The primary signal for sex determination is the X:A ratio. We found that three regions near the left end of X include dose-sensitive signal elements. Most XO animals with two doses of all three regions are dead; XX animals with a single dose of these regions are Dpy, indicating a dosage-compensation defect, and masculinized. Changing the dose of any one of these regions alone has little or no effect. Furthermore, other regions of X must also include signal elements. As one approach to identifying mutations in signal elements, we isolated suppressors of the XO-specific lethality caused by X duplications. Two strong suppressors,
y303 and
y304, map between
dpy-3 and
unc-2, suggesting that
y303 and/or
y304 might be mutations in
fox-1.
y303 and
y304 XX animals are wild type, but XX animals heterozygous for both
y303 or
y304 and meDf6, which deletes at least two signal elements, are Dpy, as expected if
y303 and
y304 are loss-of-function mutations in a signal element.

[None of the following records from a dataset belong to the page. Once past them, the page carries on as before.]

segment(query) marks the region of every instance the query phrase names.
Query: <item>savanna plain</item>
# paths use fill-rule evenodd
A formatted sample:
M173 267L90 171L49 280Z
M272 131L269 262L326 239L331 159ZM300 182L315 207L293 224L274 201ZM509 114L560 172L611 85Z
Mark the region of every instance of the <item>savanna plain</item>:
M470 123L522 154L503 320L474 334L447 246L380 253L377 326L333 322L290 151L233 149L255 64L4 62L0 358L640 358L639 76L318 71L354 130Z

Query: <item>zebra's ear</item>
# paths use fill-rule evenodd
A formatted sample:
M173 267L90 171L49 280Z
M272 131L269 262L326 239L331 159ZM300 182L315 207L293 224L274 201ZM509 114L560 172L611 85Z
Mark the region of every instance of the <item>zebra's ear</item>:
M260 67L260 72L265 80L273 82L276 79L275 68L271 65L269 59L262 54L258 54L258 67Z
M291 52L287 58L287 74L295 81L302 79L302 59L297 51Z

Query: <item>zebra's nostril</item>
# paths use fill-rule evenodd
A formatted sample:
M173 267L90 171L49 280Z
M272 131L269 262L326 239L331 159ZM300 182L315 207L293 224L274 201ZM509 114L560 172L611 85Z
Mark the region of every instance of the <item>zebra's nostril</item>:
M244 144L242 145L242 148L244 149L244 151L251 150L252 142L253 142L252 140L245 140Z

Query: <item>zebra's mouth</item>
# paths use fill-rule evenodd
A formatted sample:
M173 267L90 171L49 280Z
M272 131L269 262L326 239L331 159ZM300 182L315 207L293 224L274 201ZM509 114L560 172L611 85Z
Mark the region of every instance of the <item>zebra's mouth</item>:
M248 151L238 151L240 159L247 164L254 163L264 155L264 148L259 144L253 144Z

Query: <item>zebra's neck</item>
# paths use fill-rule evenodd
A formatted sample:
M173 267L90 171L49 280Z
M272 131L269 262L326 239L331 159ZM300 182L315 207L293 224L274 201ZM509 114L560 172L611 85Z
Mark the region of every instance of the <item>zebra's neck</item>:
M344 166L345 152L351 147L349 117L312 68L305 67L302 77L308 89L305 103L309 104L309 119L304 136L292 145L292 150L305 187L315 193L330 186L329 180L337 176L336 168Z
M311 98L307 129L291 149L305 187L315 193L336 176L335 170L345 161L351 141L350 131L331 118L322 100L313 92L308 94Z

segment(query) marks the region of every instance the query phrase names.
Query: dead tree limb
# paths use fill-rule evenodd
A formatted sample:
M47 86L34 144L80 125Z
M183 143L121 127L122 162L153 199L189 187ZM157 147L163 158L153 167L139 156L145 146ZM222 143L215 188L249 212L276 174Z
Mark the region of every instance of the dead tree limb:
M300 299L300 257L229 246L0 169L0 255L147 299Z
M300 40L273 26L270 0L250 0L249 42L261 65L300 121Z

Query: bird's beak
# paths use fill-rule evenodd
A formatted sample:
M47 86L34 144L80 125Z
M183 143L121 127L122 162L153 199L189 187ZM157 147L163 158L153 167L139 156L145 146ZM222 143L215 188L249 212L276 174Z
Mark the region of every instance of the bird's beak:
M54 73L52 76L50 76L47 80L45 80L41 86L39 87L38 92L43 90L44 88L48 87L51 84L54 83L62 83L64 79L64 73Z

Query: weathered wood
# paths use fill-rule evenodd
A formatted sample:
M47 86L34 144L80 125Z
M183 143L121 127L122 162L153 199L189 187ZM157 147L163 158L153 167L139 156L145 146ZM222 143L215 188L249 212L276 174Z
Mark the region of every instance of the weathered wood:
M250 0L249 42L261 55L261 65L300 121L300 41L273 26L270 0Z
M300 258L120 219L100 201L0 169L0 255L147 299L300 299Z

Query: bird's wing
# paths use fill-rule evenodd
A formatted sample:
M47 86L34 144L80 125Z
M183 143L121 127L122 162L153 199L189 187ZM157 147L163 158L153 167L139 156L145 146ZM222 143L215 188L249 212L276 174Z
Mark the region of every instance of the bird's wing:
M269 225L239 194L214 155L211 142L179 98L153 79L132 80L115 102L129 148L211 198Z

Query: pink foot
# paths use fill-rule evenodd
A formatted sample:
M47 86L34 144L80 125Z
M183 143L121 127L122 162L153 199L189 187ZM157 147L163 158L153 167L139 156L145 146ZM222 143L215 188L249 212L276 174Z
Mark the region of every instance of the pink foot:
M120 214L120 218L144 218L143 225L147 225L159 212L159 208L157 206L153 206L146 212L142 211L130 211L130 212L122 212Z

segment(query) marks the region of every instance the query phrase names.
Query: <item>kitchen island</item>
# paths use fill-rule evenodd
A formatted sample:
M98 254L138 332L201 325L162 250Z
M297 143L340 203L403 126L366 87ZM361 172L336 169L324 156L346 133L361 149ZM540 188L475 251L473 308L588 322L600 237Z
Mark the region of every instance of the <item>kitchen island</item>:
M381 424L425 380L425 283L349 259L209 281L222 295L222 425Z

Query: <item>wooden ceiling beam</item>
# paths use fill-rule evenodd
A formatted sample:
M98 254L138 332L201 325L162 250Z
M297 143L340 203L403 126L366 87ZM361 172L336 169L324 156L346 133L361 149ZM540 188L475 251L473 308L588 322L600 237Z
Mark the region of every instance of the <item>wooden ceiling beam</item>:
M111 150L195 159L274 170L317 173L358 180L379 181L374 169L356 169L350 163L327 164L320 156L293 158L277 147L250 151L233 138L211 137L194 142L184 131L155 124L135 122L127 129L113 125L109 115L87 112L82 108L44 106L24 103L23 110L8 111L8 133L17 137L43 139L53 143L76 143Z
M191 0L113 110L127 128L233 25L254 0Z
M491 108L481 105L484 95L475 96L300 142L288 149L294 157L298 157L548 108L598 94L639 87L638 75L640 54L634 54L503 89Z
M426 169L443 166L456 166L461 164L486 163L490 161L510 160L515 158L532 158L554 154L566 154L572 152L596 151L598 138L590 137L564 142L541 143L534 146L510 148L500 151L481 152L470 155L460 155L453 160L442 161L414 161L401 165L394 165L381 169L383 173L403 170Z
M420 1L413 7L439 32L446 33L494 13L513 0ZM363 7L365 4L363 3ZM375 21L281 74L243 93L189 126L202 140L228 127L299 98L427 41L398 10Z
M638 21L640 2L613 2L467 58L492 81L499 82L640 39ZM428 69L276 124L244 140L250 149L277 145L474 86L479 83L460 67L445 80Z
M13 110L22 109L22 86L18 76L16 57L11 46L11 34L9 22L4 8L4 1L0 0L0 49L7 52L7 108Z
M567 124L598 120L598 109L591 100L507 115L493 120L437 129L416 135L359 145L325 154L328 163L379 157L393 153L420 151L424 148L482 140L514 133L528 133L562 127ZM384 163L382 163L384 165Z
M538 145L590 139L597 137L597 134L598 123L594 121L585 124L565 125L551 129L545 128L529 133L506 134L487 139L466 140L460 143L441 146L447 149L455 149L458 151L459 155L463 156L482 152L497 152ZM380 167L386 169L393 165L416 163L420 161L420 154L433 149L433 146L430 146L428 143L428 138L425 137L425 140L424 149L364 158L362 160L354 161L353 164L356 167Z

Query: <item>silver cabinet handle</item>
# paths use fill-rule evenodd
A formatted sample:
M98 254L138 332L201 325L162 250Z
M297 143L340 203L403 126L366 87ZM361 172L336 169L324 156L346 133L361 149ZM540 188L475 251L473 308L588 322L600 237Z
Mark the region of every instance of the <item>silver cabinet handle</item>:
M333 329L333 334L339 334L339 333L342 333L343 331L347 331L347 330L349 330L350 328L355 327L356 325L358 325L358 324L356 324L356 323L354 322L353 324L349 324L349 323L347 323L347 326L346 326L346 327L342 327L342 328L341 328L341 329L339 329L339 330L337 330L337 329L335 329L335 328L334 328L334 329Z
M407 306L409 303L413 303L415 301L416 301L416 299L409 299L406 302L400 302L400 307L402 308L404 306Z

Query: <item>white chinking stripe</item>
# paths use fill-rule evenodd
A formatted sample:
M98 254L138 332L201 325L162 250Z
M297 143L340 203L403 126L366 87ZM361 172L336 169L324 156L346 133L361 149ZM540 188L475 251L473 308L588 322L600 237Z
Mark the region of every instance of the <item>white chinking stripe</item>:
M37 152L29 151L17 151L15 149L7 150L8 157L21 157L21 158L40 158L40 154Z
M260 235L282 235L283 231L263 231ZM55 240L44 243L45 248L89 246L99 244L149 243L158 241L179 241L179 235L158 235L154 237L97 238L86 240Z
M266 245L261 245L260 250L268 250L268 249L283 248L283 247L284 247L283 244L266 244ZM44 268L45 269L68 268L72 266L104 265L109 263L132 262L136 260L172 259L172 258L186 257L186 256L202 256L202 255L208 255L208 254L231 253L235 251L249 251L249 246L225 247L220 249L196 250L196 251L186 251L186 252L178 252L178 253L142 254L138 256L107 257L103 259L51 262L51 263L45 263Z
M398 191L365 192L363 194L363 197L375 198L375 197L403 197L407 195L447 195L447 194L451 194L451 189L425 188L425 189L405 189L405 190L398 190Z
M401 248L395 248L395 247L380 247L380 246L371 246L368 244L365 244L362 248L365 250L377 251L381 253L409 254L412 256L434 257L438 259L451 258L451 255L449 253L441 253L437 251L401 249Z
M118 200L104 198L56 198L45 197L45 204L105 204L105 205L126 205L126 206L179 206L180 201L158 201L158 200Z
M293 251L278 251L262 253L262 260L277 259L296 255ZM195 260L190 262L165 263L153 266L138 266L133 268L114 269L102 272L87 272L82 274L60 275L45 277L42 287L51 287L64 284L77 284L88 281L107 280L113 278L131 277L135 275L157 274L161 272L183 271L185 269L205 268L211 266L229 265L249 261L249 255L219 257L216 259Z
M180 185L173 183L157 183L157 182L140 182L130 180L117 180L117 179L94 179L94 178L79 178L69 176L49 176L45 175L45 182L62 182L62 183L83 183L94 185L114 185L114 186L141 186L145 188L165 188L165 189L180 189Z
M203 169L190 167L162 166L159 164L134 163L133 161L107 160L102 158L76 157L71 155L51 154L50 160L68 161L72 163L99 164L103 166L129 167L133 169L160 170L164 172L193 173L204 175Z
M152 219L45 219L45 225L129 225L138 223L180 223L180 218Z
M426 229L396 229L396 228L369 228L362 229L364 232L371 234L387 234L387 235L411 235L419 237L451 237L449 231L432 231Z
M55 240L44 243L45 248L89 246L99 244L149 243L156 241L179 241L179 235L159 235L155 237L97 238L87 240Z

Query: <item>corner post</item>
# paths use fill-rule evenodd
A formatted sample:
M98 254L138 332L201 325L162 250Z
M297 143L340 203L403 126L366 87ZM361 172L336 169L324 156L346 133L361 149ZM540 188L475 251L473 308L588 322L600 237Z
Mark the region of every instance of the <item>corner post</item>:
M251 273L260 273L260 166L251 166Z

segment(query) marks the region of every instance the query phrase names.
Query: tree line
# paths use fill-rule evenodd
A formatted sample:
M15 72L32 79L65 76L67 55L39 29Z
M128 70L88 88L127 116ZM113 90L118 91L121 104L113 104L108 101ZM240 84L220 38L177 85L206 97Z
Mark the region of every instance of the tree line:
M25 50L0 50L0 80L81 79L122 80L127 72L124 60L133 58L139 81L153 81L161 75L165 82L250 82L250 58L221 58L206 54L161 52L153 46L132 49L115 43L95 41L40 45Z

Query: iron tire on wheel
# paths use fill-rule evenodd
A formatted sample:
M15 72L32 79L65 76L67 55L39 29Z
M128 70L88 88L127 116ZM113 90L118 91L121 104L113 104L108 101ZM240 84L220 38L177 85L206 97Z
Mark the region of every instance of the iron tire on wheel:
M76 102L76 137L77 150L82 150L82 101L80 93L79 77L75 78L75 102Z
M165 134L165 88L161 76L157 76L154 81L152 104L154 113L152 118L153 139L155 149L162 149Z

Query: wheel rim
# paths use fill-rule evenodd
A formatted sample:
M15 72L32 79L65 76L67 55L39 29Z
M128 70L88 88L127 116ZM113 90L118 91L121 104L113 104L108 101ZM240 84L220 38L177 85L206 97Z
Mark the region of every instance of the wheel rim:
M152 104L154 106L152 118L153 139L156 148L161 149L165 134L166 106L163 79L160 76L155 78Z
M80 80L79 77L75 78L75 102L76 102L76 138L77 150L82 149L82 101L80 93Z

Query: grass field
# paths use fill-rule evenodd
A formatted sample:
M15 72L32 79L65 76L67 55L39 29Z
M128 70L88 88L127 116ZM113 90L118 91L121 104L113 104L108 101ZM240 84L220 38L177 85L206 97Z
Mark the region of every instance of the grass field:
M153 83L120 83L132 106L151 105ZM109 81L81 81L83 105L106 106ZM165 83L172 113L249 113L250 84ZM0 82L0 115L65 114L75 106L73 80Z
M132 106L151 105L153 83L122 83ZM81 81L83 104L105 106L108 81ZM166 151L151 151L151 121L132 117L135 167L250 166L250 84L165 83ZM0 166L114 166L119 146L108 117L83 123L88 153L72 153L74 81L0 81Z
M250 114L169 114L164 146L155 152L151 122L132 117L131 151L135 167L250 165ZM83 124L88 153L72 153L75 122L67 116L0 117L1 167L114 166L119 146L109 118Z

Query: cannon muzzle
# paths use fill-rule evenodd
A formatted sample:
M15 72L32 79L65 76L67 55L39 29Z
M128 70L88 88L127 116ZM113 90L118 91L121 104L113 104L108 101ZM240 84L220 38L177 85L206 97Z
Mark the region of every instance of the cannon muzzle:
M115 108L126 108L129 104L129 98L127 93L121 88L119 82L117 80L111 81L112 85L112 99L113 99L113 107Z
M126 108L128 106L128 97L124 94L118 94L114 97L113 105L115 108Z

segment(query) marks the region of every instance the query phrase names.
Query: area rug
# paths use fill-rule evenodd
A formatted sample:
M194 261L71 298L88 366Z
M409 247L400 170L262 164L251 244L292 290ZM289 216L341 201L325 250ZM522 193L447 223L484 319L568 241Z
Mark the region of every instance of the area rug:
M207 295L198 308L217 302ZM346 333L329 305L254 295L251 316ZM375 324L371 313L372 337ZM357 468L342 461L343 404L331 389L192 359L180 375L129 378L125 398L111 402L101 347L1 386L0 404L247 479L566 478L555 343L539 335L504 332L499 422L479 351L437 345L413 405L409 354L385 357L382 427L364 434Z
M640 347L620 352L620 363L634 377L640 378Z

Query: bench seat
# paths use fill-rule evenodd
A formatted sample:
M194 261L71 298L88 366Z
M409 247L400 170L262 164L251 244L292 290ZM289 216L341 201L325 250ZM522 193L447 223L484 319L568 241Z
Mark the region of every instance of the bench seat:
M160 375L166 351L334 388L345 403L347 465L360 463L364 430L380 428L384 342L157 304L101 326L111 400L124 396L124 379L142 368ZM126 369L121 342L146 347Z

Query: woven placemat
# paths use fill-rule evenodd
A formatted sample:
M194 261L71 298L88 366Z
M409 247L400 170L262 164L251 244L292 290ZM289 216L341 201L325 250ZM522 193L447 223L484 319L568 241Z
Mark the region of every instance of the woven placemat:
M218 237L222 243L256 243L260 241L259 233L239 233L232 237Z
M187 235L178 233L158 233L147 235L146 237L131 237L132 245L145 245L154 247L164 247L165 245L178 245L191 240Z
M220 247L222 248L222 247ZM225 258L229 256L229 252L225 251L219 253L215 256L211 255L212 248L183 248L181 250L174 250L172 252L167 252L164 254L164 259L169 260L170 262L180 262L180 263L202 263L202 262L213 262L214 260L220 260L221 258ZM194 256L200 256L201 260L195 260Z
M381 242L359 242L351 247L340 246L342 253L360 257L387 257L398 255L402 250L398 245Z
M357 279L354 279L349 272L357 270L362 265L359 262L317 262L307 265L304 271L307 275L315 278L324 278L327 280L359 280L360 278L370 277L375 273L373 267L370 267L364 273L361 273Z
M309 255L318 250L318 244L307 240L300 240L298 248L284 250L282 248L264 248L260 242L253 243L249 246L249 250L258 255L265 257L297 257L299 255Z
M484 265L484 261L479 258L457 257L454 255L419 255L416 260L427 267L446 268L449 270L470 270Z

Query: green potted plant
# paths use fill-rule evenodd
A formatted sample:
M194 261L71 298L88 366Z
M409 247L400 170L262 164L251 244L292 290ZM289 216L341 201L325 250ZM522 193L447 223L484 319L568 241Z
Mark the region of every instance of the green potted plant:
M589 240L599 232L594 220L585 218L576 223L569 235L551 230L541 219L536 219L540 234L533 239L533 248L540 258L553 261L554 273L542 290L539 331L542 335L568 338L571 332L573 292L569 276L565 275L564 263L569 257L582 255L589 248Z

A second approach to identifying signal elements relies on the finding that
xol-1, a switch gene and likely target of the X:A ratio, is sex-specifically regulated, with high levels in XO embryos and low levels in XX embryos. Using a
xol-1:lacZ reporter gene as an assay, we screened for mutations that reduce the perceived X:A ratio in XX animals and thereby cause elevated expression of
xol-1 in these animals. We identified two X-linked mutations:
y263, which maps between
unc-18 and
dpy-6, and
y264, which maps to the right of
unc-3.
y264 XX animals are slightly Dpy and Egl.
y264 acts either as part of the X chromosome signal or as a regulator of
xol-1, since
y264 can suppress the XO-specific lethality caused by signal element duplications, but cannot suppress
xol-1 mutations. Both of these approaches have proven powerful for identifying components of a multigenic signalling system.